For even more warm fuzzies, you can read 'They are like whirlwinds, brimming with confidence'Retired teacher Val Almond volunteered to read to children in India in response to a request in Education Guardian. One year and many stories on, she shares her experience:
Last March I read an article in Education Guardian that called for volunteers to read stories to Indian children for one hour a week using Skype. I am a retired teacher and I still love working with children, so I applied and have been working with children in Hyderabad since last summer.

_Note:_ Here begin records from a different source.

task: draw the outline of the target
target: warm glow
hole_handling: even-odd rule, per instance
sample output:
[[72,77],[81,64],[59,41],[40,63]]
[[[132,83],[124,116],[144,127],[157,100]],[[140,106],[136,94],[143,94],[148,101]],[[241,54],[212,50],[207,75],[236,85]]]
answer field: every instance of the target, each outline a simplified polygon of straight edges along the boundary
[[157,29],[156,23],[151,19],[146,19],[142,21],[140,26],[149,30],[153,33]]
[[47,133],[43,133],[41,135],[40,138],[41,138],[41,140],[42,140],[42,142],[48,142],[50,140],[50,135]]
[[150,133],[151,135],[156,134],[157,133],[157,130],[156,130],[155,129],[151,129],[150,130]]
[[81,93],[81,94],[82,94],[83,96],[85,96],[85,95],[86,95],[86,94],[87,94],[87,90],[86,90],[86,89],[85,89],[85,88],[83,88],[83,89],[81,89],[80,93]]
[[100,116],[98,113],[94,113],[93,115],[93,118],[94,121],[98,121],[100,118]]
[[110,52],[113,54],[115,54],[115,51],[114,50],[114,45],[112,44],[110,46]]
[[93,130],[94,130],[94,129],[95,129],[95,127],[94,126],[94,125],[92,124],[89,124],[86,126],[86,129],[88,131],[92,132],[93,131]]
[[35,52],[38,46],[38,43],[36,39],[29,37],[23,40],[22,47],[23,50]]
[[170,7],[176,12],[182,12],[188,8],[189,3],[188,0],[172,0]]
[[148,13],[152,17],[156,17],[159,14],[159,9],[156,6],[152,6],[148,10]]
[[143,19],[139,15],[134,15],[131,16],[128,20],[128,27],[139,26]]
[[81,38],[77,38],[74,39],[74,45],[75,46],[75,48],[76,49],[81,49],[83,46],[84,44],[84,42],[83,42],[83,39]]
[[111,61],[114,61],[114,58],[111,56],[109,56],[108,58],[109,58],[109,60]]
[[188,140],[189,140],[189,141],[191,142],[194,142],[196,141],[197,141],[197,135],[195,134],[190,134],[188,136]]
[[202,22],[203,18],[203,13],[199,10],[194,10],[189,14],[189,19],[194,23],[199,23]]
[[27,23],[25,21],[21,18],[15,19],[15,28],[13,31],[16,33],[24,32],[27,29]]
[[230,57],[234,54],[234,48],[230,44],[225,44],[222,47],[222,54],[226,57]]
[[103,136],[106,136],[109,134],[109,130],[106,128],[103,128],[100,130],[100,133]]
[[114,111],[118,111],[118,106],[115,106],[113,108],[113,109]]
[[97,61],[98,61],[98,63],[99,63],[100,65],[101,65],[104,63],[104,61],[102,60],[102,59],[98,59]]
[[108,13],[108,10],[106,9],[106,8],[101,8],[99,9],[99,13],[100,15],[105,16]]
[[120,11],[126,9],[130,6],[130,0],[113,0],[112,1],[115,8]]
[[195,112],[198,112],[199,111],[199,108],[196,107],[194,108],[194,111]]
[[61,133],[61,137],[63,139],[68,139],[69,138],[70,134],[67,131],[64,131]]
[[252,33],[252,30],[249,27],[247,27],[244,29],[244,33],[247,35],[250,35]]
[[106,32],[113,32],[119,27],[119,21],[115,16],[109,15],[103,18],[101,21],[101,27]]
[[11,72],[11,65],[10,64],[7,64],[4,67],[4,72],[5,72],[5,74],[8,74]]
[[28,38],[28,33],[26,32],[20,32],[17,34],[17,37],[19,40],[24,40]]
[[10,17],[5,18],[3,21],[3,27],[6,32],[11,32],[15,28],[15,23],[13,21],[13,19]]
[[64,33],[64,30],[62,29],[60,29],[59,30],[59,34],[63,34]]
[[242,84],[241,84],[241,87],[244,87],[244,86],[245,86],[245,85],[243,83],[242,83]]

The first problem was to find suitable stories to read as I was told the children liked books with pictures. I decided to read fairy stories and have read many of the traditional fairy stories like Jack and the Beanstalk, Cinderella and Goldilocks and The Three Bears. These went down well, especially when I managed to show them how to make a beanstalk and a 'Jacob's ladder' out of paper.
I love how the internet helps make the world smaller and smaller and shares good stories, too.